I'm struggling with a following task: Let $A = (Q, Σ, δ, q_{0}, F)$ be a DFA, in which every state is attainable (attainable state meaning that there exists a word that after reading that word, the automata will end up in said state). Is it possible to ALWAYS modify F in such way that the automata will be minimal?
So basically we have to think if it is always possible to modify F in an automata such that the automata will be minimal after that modification.
I know, that if we have a DFA with N states, then we have $2^N$ options to choose F from.
We have to find a counterexample DFA in which for every F picked there will be an option to further minimize the DFA.
I can't find a counterexample for that, could you help me with this task or maybe somehow narrow it down to some examples?
THANKS!
Possible Method: Let's assume there are no un-reachable nodes. Then DFA minimization works on the assumption that there are equivalent, non-distinguishable nodes. Lets say there are two equivalent nodes, then one can always set one of the equivalent nodes to be in F and the other to not be in F, and thus distinguish them.

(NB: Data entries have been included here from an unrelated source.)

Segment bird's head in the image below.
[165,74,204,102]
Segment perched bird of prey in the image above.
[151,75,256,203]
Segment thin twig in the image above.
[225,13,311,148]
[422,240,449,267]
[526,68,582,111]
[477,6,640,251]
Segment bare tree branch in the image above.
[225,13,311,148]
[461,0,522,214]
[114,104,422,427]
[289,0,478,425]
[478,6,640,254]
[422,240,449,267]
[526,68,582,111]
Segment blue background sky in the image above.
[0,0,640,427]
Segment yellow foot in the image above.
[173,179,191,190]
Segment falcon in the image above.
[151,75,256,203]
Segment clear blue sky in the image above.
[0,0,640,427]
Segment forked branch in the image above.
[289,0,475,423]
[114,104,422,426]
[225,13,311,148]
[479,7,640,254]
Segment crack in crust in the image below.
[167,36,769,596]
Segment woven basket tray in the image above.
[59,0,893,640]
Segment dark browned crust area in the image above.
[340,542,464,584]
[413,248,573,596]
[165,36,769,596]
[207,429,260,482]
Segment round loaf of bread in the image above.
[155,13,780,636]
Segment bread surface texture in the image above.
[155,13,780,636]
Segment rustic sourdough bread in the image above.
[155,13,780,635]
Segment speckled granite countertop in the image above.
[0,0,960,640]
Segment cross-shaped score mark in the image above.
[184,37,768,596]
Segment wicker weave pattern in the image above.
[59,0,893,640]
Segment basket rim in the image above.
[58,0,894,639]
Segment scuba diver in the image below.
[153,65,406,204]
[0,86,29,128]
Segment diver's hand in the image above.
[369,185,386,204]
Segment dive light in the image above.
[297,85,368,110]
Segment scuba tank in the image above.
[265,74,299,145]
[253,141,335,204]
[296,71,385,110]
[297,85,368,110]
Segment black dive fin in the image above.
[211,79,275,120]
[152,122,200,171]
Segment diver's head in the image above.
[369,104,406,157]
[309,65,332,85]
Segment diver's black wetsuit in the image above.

But what if there are more than 2 equivalent nodes? In such cases, even after changing F, some 2 nodes may remain non-distinguishable. Concretely consider the following example:
In this case, the DFA accepts all words of size 2 or more. Can we find some subset of accepting states for which this is the minimal DFA? $C_0,C_1$ must be distinguished, so one must be accepting and the other not. Similarly, $D_0,D_1$ must be distinguished, so one must be accepting and the other not. But then, the accepting states, say $C_0,D_1$ can be merged and so can $C_1,D_0$ as they are non-distinguishable. So we cannot find any subsets of accepting states for which this is minimal.